L’album, en effet, appartient autant à ce registre qu’au hip-hop. La version alternative de « Bouge de là » penche de ce côté, et le dispensable « Ragga Jam », avec Daddy Mory, Big Red et Kery B (futur Kery James), est dédié à ce style. Le rappeur lui-même adopte souvent le phrasé typique de la Jamaïque. Il part dans des accélérations qui lui sont caractéristiques. Par ailleurs, il s’engage souvent dans un discours qu’on qualifierait aujourd’hui de « conscient », et où l’on reconnaît les diatribes rastafariennes contre la vile Babylone, comme dans le cas de « La devise », à propos de l’appât du gain. Ces morceaux, terriblement téléphonés, ne sont pas ce qui a le mieux vieilli.

Mais le rap, avant de devenir discours, a d’abord été un jeu. Et cet esprit ludique, datant de quand le hip-hop était encore innocent, MC Solaar y excelle. Cette sanctification du texte qui, longtemps, a plombé et inhibé toute la musique française, le rappeur sait alors y sacrifier, mais il se conforme aussi au modèle américain, où la forme importe davantage que le fond. Il joue avec les mots, créant d’habiles associations à double-sens, mélangeant ses univers culturels, celui de Claude l’étudiant modèle et celui de Solaar le jeune de son époque. Ce qui importe sur « Matière grasse contre matière grise » par exemple, ne sont pas les platitudes de ce long commentaire sur la politique internationale, mais bel et bien ses jeux de mots avec les noms des pays ou des dictateurs.

Célébré comme digne des meilleurs paroliers de la chanson française, MC Solaar est, aussi, un Américain.
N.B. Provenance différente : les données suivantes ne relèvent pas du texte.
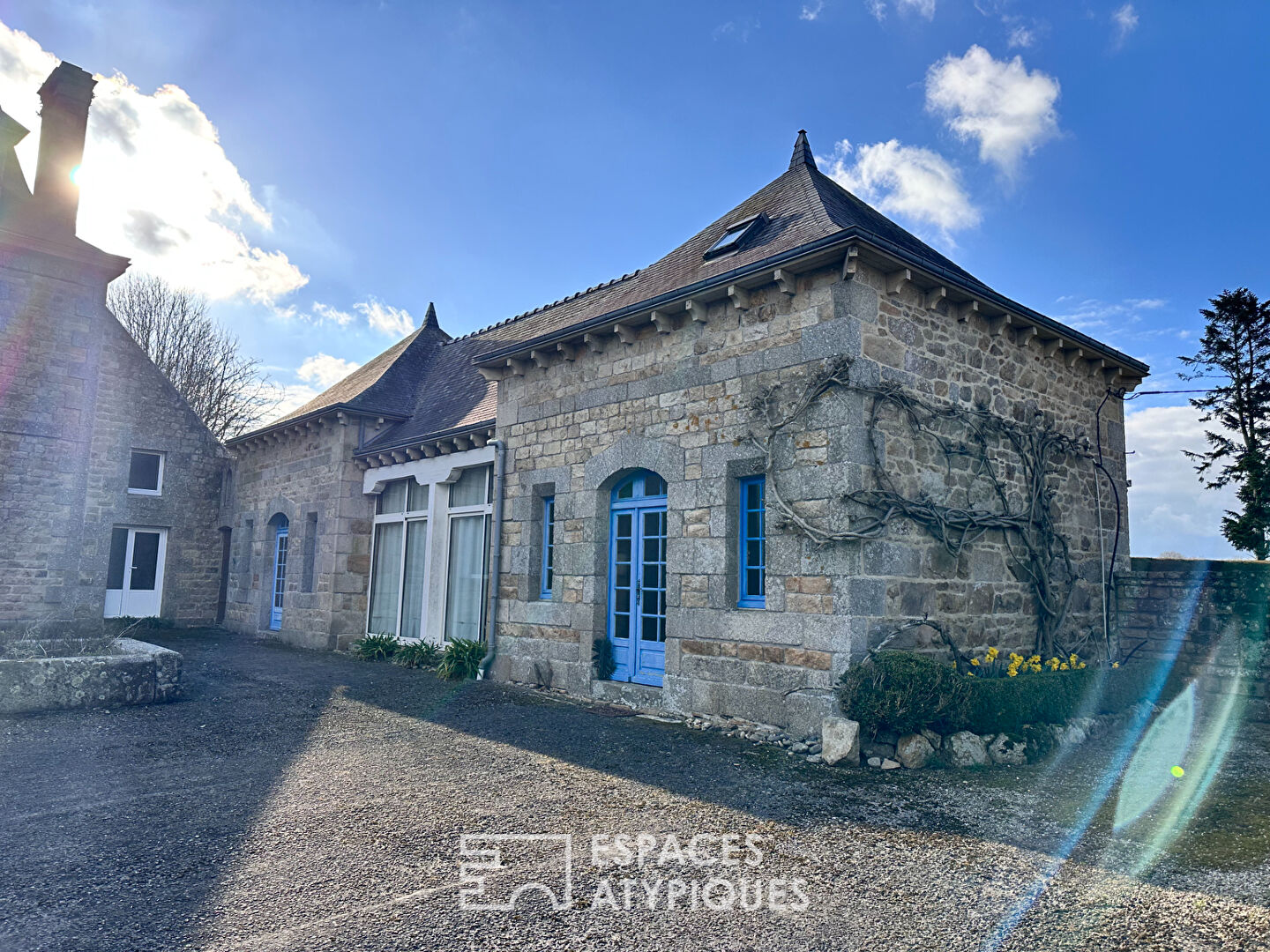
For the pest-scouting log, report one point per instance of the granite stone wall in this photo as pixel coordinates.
(302, 475)
(1206, 620)
(681, 404)
(77, 397)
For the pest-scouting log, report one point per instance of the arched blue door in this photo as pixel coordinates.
(637, 577)
(280, 571)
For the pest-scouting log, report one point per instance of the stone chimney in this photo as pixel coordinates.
(64, 122)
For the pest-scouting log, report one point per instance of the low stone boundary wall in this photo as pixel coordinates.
(141, 674)
(1209, 619)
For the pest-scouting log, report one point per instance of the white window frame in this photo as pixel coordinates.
(438, 473)
(406, 518)
(467, 512)
(163, 461)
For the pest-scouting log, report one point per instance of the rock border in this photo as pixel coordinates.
(138, 674)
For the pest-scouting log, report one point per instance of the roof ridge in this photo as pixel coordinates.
(544, 308)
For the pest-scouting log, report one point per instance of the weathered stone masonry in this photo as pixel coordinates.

La musique, produite par Jimmy Jay (et plus secondairement par Hubert Blanc-Francard, alias Boom Bass, futur pilier de la French Touch), confirme cela, avec sa couleur jazz, et tout simplement parce qu’elle prime. C’est elle qui a le mieux passé l’épreuve du temps.

Les titres phares de l’album sont toujours aussi forts : l’humoristique « Bouge de là », donc, irrésistiblement funky ; le léger « Victime de la mode », description suavement ironique d’une fashion victim ; et surtout la somptueuse et subtile chanson d’amour « Caroline », où s’entendent déjà les ambiances à venir du trip hop. Et d’autres moments, comme le morceau-titre « Qui sème le vent récolte le tempo », un égo-trip doux mais rythmé, ou « Armand est mort », qui chronique un drame de la vie quotidienne, méritent aussi de figurer dans l’anthologie de Claude MC.

Ce classique imparfait est substantiellement français, mais il est aussi très international. Il s’inscrit dans la tendance, mais il n’est pas suiveur. Il apporte un truc en plus, comme peu d’autres albums de rap français. Et pour cela Qui sème le vent récolte le tempo, à présent qu’il refait surface, mérite une place à sa mesure dans la mythologie du hip-hop, en France tout comme à l’étranger.